You might've noticed that most machine learning with scikit learn involves:
- Instantiating a transformer or model.
- Fitting this to our data using `.fit()`.
- Transforming or predicting using `.transform()` or `.predict()`.

This simple, general process means that we can simplify our ML process using **Pipelines**. A Pipeline allows you to establish a sequence of transformations terminating with *one estimator*. Pipelines can then be treated as any other scikit learn estimator, but each time they perform all of the interim transformation steps in the sequence. This has the benefit of greatly simplifying your code and can also help prevent [data leakage](https://machinelearningmastery.com/data-leakage-machine-learning/). 

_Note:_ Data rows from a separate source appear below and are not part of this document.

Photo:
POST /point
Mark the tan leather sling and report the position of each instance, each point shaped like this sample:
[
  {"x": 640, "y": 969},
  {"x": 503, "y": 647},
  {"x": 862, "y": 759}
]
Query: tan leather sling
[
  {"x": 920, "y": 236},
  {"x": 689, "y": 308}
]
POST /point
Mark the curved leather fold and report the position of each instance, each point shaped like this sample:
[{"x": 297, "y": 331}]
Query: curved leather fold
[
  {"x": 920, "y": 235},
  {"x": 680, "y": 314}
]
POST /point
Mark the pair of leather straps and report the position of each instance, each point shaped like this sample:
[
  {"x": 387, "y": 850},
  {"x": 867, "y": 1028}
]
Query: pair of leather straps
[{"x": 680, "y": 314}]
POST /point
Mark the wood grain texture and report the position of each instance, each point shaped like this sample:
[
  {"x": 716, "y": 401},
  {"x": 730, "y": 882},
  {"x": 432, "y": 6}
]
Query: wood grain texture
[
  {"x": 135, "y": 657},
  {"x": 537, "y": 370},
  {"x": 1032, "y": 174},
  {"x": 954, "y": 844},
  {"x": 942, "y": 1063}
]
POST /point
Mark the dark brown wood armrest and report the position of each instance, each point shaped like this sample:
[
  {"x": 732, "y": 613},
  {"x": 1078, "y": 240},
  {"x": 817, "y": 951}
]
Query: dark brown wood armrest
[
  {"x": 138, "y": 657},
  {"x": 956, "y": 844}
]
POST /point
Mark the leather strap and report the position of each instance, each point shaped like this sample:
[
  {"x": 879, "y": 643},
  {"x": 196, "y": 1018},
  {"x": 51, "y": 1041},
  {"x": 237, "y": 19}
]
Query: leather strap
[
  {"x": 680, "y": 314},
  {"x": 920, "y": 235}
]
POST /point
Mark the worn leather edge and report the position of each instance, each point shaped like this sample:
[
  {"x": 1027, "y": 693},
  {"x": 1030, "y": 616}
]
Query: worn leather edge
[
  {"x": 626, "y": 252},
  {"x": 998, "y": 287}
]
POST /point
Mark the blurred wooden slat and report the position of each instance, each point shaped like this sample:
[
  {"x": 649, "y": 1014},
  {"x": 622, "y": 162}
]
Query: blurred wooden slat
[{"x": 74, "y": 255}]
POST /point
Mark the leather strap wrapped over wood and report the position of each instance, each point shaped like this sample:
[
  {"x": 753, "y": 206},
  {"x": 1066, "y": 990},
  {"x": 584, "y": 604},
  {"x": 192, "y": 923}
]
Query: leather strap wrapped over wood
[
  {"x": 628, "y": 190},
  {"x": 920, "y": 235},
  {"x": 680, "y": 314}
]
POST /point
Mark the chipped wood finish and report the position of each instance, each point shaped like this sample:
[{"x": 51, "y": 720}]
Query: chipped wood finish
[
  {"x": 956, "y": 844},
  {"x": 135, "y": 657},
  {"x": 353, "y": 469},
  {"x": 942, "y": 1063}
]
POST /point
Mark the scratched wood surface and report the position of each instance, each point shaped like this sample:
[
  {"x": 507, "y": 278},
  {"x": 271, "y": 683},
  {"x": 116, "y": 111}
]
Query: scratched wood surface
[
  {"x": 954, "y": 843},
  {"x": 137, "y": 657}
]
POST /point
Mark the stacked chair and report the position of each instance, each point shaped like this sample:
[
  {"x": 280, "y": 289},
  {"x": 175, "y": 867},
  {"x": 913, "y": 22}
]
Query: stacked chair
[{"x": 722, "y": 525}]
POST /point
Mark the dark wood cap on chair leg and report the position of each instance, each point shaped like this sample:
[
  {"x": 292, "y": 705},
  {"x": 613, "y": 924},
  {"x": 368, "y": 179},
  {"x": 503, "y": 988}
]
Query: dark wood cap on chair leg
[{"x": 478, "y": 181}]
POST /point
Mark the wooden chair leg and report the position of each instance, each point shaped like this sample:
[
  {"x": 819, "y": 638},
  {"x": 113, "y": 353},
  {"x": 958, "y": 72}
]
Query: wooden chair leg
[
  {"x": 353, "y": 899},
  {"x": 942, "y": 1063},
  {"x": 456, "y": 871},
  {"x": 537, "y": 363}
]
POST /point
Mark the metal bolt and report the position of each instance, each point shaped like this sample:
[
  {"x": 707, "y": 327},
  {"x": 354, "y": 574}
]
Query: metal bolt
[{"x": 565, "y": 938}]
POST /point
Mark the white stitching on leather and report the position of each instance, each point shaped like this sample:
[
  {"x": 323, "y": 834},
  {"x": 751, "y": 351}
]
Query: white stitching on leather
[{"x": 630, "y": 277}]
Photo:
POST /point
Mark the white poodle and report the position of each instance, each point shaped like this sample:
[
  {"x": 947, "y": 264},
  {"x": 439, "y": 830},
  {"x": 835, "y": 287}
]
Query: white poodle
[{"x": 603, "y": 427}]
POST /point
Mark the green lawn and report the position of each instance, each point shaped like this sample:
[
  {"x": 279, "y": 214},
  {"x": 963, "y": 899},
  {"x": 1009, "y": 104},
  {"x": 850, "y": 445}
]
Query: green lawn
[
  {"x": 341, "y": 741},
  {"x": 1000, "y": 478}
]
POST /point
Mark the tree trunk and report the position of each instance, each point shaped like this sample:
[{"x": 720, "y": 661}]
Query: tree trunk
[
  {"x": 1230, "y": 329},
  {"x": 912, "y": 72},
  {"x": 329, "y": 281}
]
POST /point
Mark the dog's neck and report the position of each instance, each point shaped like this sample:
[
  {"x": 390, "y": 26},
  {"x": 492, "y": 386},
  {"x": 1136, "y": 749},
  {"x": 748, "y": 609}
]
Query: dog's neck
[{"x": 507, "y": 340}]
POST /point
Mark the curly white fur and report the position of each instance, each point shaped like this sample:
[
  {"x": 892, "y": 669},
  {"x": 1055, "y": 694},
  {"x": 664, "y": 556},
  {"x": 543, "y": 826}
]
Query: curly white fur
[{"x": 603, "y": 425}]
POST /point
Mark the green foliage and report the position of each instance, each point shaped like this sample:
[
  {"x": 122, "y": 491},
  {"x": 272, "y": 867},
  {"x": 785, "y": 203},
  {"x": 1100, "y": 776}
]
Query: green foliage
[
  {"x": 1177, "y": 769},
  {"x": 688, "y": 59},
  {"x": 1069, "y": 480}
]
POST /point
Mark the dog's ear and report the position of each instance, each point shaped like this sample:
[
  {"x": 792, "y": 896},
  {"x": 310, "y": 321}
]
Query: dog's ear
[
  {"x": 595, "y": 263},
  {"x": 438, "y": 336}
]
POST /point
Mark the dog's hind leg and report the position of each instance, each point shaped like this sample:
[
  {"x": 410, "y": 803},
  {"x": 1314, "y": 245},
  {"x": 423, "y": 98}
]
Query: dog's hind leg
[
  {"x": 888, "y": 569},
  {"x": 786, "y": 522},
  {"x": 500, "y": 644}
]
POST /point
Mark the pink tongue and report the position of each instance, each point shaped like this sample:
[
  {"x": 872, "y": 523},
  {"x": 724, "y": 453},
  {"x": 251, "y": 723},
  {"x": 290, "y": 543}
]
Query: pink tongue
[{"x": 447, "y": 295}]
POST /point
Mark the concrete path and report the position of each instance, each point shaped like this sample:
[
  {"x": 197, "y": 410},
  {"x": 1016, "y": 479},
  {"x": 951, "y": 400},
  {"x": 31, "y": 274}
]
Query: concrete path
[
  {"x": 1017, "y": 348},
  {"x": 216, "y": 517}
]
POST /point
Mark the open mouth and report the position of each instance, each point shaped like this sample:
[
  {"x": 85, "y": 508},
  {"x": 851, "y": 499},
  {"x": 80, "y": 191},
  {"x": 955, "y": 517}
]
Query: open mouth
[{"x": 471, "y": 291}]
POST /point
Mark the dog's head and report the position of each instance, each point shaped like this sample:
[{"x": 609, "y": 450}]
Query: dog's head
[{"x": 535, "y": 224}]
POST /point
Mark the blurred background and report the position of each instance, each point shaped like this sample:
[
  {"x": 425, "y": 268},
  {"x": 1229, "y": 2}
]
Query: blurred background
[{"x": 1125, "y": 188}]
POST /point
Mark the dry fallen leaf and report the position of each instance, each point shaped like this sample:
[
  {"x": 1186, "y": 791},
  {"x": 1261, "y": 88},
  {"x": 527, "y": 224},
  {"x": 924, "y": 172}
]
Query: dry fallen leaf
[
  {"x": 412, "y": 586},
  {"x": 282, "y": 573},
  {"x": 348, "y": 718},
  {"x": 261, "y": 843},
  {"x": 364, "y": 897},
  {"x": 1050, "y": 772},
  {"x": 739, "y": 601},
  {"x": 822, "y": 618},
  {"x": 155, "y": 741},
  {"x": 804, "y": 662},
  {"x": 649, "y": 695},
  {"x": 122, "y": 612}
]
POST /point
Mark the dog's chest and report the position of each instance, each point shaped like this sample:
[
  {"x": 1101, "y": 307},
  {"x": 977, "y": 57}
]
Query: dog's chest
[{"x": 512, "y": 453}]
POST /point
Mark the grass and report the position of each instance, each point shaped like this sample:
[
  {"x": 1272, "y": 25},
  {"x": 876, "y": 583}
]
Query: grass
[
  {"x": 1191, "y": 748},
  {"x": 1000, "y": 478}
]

To instantiate a Pipeline you must pass as an argument a list of $n+1$ tuples (where $n$ is the number of transforms) in the form: `[('transformer_1_name', transformer_1), ..., ('estimator_name', estimator)]`.

We will now create Pipelines for both an SVM and a Linear Regression model below:
- Import the `StandardScaler`, `SVR`, and `LinearRegression` classes from scikit learn.
- Import the `Pipeline` class from scikit learn.
- For each one of the two models, create a Pipeline with the following transforms (in order): imputation, scaling, estimator.

In [26]:
# Importing StandardScaler
from sklearn.preprocessing import StandardScaler

In [27]:
# Importing KNN, SVM, and Linear Regression models 
from sklearn.svm import SVR
from sklearn.linear_model import LinearRegression


In [28]:
# Importing Pipeline
from sklearn.pipeline import Pipeline

In [73]:
# Combine these into two Pipelines, one for each model
lin_reg_pipe = Pipeline([('Imputation', KNNImputer(n_neighbors=7)), 
                         ('Scaler', StandardScaler()), 
                         ('Model', LinearRegression())])

#SVR pipe
svm_pipe = Pipeline([('Imputation', KNNImputer(n_neighbors=7)), 
                         ('Scaler', StandardScaler()), 
                         ('Model', SVR())])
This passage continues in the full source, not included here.